Her dress is so bright a pink it nearly glows in the night, but on the wrist of the hand in his hair, you can see a corsage with a white carnation, the edges of the petals deep red like they’ve been dipped in blood.
You see her holding his hand at church, their bodies an appropriate distance from each other but their hands always reaching out to the other whenever one steps away. You see them at the movies, walking to and from school.
Fucking each other in the hammock in her backyard and laughing each time they nearly fall out of it.
They love each other, you think, at least as much as they can understand it when they’re so young. They whisper to each other, end every phone call and conversation with it. Neither of them even seems to notice anyone else.
There’s something to that, maybe, but it’s not going to save her. This isn’t a thing that good girls do, no matter how in love they might be. It isn’t respectful, it isn’t right. She’s young, so it’s understandable, but you can’t let it go unremarked. You can’t let her friends think this is forgivable, acceptable.
It isn’t until they’re caught—her mother comes home several hours earlier than expected, when they’re still naked and involved with each other in the backyard—that you realize just how young she is.
Fourteen years old, and already a harlot.
Her mother is weeping as she chases the half-dressed boy through the yard and away from their property, ignoring her daughter crying behind her. You lean against the other side of the fence and listen to the mother’s lecture, all the ways she and her husband taught their daughter better than this.
You’re not surprised when Libba sneaks out of the house that night to go find the boy she loves.
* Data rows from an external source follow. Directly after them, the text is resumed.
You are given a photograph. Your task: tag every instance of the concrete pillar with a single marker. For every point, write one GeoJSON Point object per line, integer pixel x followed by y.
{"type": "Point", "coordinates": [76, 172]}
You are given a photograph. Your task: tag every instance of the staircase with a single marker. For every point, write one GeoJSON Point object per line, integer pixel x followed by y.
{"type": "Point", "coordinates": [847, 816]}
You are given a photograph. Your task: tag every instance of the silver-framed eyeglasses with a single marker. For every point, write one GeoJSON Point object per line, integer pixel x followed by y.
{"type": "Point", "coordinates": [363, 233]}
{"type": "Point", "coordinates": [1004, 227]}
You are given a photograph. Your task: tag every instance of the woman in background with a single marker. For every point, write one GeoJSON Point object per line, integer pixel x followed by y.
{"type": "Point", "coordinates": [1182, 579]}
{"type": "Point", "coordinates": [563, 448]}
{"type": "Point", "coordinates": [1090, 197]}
You’re not surprised when she fights you, because she’s clearly a girl who goes after what she wants, and she wants that boy, she wants to live.
You just can’t let that happen.
This boy may treat her gently, but she’s too young to know what men will do, so you have to show her.
You have to show her all she’ll ever be to men when she stops being a good girl. It’s not something she can get back, after all.
You start to leave her there, on the church floor, but she’s only fourteen. So you drape her rags back around her, enough to cover the important bits, and lay the carnations over the cloth.
White, tipped in red that bleeds down through the petal veins into the heart.
You remember.
Mum shoos me up to bed around one. I sit on my bed, shadows dancing across the walls from the flickering light of the electric tea candle in front of Chavi’s picture. It’s the same one we have downstairs, though this frame is made out of chips of colored glass and sweeps of metal. It’s the same ring of yellow silk chrysanthemums.